Given the right conditions, amateur radio operators can talk to anyone, anywhere in the world. But what about television? Could that be sent around the world too?
Analog television transmitted a lot of information, and because of its large bandwidth requirements needed to broadcast at frequencies in the Very High Frequency and Ultra High Frequency bands – which meant its signals couldn’t travel very far. Once they passed the horizon, they just traveled off into space!
But amateur radio operators of the 1950s were able to talk all over the world using the 10-metre shortwave (or High Frequency) band. Unlike VHF and UHF, signals broadcast in this band can refract off of the ionosphere, a layer of the atmosphere ionised, or charged, by solar radiation. Radio operators could (and still can) “bounce” their signals off of the ionosphere, sending them back down to receiving stations far beyond the horizon, even on the other sides of oceans or in other hemispheres.
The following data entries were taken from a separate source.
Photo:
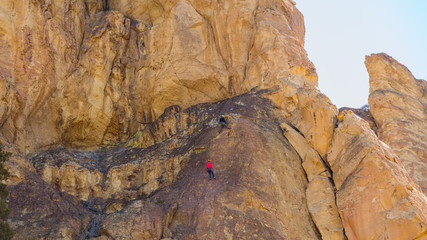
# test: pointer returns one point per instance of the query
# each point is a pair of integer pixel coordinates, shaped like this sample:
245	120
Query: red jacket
209	165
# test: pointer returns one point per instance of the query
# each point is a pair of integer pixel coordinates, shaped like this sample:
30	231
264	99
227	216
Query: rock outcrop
163	190
373	188
79	74
111	110
398	103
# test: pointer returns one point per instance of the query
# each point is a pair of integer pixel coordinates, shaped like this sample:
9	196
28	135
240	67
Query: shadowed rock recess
111	109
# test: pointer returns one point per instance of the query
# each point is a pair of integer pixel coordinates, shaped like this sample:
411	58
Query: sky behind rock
339	34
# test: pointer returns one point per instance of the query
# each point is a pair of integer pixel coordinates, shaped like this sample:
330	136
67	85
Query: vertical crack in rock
320	192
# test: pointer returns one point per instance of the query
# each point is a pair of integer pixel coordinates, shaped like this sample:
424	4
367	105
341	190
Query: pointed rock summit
398	103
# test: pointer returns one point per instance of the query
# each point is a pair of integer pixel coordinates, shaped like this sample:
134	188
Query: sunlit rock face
162	189
89	73
373	188
398	103
117	104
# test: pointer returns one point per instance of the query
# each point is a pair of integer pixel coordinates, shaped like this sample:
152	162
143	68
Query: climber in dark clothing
222	123
209	169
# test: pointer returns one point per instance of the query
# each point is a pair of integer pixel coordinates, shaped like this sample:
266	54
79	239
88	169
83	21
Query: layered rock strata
373	188
150	197
88	73
398	103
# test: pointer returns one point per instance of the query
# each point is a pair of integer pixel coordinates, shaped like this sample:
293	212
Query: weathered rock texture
118	101
373	188
77	73
398	103
162	190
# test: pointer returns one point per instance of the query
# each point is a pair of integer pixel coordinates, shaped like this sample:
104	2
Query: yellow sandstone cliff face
375	196
398	103
104	78
75	74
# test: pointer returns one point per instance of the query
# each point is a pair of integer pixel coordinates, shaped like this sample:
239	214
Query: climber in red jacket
209	169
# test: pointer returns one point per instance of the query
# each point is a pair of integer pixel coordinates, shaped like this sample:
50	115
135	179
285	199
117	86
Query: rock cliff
398	104
111	110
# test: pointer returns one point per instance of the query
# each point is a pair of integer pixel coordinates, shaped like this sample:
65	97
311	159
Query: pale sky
340	33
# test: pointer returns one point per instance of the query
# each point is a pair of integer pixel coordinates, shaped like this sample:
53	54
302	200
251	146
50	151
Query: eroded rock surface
84	73
398	103
373	188
259	191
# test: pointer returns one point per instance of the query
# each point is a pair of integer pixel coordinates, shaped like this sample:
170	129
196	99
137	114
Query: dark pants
210	171
221	125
So, the question became: If we can send audio such long distances, can we send video there, too?
Well, in 1958 Copthorne Macdonald, a young engineering student at the University of Kentucky, asked that very question, and embarked on a mission to answer it. He soon realised that, fundamentally, he had to reduce the amount of the video information to be transmitted, so that it would fit in the reduced bandwidth offered by the lower-frequency 10-metre band.
A 3Mhz TV signal needed to be reduced to just 3Khz, 1/1000th of its original bandwidth!
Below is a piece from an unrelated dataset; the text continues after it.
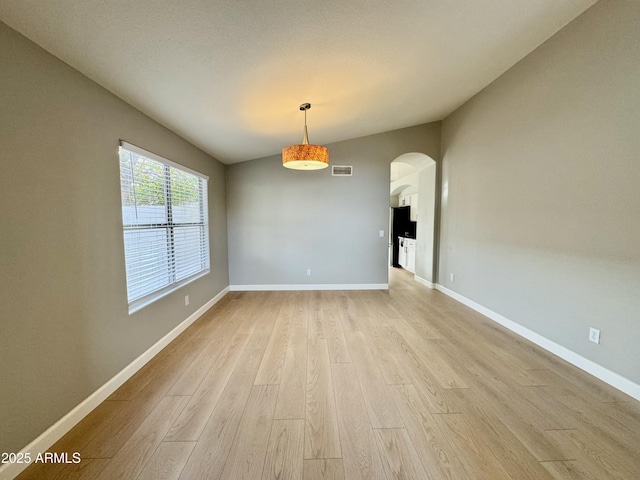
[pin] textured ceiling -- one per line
(229, 75)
Copthorne devised a method of encoding luminance information using amplitude modulation, varying the strength of a single tone to represent the changes in the brightness of each television scan line.
However, he could only test his scheme on the 11-metre band, which at the time was the only amateur radio band licensed by the US FCC (Federal Communications Commission) for television use. But while Copthorne was conducting his tests, the FCC reallocated the 11-metre band to citizen’s band (CB) radio – and didn’t designate any other amateur radio bands for television use!
Legally, Copthorne’s “slow scan” television could only be broadcast in the VHF frequency band – which severely limited the range and defeated the purpose. He lobbied the FCC for special dispensation to continue test broadcasts on the 10-metre band, which he was granted in a limited capacity. During this time, he successfully sent still images across the Atlantic.
Other amateur radio enthusiasts began to notice and experiment with SSTV, exchanging audio tapes of images because they weren’t allowed to transmit them on the 10-metre band, and none of them lived close enough to receive on VHF frequencies.
Meanwhile, in 1961 a new system was devised, which used frequency modulation (FM) instead of AM.
Excitement in the amateur radio community grew over the possibilities of slow-scan television, and petition after petition was written and filed with the FCC to permit SSTV broadcast on the 10-metre band. The petitions were ignored, possibly due to pressure from commercial interests which felt threatened by the idea of “free” image transmission.
However, over the next few years, several Washington-area “hams” continued to mercilessly pester the commission, which eventually broke its silence and stated a willingness to consider the issue of SSTV – if the hams proved it wouldn’t interfere significantly with normal audio broadcasts.
In 1966, tests were conducted during a three-day amateur radio convention in Colorado, and no protests from other operators were noted. Copthorne convinced the FCC to authorise further tests on the HF bands, and during the testing period the US Navy used SSTV to transmit video to and from McMurdo Station in Antarctica, with equipment provided by Copthorne. Fifteen US hams sent and received images with McMurdo, with varying degrees of reliability due to atmospheric conditions.
In 1967 the FCC published a request for comment (RFC) on a proposed rule change permitting SSTV on HF bands, and in the summer of 1968 it was approved, and licensed amateur radio operators could begin slow-scan TV broadcasts.
SSTV transmits a 120-line image every eight seconds, which uses 900Hz (cycles-per-second) of bandwidth. It is transmitted using frequency modulation (FM) on a “subcarrier”, or a representation of a lower-frequency contained inside of a higher one.
In the case of SSTV, there is an audible subcarrier which ranges from 1500hz (pure black) to 2300hz (pure white), representing the luminosity of the video signal. There is a sync pulse at 1200Hz, with two different lengths – a shorter one one to represent horizontal sync, and a longer one for vertical sync.
This signal is generated and then sent to a ham radio set, and broadcast as if it were audio. It sounds like a warbling bird with a persistent ticking of the sync pulses behind it. A receiver routes the incoming signal through equipment that translates it back into a video image that can be displayed on a cathode-ray tube (in the early days an oscilloscope tube) or, in modern times, on a computer.
Various video cameras have been used to generate images, but another method, using transparent photo negatives or positives taped to the front of a television screen, its brightness turned all the way up, hearkens back to Baird’s flying-spot scanner. A photocell is used to measure the light emitted from the TV’s raster passing behind the image, which is then encoded and broadcast.